Holley Hi-Ram is too big on an intake for a truck based 351w build. thats really too big of an intake for any truck based build exepvt maybe a 427 stroker build. really only good for a mustang based stroker builds that use high rpm range. you will need bigger heads, custom grind cam along with a high stall converter or high axle gearing to be able to have a chance of pulling that off. but i wouldnt even try it on a stock displacement build.

which brings up another point, i would REALLY consider a custom grind cam. regardless of how built it is or not. custom cams dont cost that much more than off-the-shelf cams and will maximize your engine for your build. my recommendation is FlowTechInduction, Ed is the go-to guy on the mustang forums for cam builds. and he will be able to tell you more of what you can get away with or not as for intake and other aspects of the build. just note that he wont give you any cam info unless you pay for the cam upfront cause he doenst want his time wasted. if you are using the original 94 block then you should be F4TE and thus roller ready.
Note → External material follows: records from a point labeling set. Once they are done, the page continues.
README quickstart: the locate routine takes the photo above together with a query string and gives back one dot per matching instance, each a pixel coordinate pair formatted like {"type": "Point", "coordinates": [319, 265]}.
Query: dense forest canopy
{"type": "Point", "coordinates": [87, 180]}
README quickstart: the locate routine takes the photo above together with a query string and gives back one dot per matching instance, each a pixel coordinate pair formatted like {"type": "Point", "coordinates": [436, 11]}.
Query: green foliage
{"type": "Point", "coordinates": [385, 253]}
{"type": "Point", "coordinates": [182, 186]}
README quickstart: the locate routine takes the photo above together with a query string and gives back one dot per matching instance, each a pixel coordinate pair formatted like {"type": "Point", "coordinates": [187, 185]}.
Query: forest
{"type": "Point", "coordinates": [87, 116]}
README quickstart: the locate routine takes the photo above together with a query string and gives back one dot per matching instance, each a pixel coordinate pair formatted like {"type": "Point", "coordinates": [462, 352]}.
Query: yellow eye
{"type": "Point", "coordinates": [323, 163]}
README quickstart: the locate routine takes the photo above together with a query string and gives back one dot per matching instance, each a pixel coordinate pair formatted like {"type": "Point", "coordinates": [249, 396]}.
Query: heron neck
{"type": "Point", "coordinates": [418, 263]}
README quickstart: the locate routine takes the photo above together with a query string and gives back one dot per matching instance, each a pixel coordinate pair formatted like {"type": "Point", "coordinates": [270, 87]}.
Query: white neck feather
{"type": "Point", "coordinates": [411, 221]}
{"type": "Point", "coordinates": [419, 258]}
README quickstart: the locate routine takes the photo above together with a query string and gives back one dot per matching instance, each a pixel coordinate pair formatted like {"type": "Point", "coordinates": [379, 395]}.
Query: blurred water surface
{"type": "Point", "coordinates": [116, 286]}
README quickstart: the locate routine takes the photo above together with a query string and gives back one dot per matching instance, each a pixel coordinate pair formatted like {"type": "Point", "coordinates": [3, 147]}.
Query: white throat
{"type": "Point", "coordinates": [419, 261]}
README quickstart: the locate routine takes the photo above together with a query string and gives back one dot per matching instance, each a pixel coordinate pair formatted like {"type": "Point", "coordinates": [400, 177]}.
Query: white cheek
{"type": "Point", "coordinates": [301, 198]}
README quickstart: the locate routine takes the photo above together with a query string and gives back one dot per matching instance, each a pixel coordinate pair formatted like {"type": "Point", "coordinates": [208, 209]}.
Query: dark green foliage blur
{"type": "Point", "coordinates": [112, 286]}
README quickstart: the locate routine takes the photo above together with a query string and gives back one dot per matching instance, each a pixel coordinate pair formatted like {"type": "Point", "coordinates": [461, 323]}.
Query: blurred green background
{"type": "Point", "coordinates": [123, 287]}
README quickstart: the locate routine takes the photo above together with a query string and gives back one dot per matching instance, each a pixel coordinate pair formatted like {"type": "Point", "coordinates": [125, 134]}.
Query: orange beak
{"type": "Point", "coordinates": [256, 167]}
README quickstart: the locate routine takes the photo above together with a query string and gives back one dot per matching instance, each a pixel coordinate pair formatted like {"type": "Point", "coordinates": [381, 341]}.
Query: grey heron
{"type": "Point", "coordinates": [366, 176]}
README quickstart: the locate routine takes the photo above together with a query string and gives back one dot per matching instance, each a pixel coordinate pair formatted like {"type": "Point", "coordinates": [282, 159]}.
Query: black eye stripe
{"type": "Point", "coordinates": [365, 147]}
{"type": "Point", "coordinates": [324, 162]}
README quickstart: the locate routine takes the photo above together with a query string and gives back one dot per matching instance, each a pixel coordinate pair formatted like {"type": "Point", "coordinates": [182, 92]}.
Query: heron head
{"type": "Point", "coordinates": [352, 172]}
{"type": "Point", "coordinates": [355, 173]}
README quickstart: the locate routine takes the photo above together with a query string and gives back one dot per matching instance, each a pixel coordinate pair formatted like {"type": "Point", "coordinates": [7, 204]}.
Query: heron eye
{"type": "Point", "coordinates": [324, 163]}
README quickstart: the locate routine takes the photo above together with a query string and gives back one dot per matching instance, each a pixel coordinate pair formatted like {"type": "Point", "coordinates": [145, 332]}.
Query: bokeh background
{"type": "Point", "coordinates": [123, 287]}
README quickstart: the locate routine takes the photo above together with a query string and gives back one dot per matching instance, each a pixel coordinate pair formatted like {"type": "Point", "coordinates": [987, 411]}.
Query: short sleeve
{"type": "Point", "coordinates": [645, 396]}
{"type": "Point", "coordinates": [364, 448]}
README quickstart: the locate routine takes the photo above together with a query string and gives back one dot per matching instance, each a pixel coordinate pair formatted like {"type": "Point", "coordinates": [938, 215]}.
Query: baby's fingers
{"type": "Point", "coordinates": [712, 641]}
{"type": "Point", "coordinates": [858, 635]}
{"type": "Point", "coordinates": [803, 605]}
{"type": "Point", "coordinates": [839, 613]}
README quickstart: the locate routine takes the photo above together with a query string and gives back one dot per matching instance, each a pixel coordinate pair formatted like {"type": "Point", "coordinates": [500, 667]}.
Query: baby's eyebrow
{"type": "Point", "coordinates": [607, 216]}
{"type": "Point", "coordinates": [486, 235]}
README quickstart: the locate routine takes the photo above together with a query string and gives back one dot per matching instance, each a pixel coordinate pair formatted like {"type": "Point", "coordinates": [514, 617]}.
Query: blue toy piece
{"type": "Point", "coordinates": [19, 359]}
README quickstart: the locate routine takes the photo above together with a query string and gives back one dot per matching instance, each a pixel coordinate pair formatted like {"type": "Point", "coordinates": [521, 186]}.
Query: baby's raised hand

you really should have gone 408 stroker. by the time you have the crank ground, replaced the pistons, press the rods, new bearings, balance. a 408 stroker is a great way of making more power while being stronger. it does cost more in the end but if you are doing a higher end build like this thats almost the obvious choice. you can always replace top end later, but bottom end you are kinda stuck with.

just an FYI, a good performance E4OD converter alone will probably cost near if not more than 800-1500 bucks depending on stall speed and manufacture. anything less is jsut a reman stock converter and theres not many options for higher stall speed for them. my Circle D 2800-stall converter cost me $900 and that was about the cheapest. most places were significantly higher, couldnt do them, or it would take several months. my previous Monster Transmission 2400-stall converter was $900 but was not nearly the quality.

you cannot believe desktop dynos. the one i am using (DynoSim5) is such trash. its no where near accurate tho its fun to play with. but my build which is significantly more than yours it shows at 450hp 525tq. this is a 410ci engine with AFR205 heads, custom cam, and a very good intake. i expect to be making around 550hp.

this cam is for a higher rpm range than you will probably be using in your truck. 35s and 4.10 gears will not allow you to reach the rpm range to use serious HP unless you run a high stall converter. my bronco with the 410 build has 37 and 5.13 gears and a high 2800 stall converter.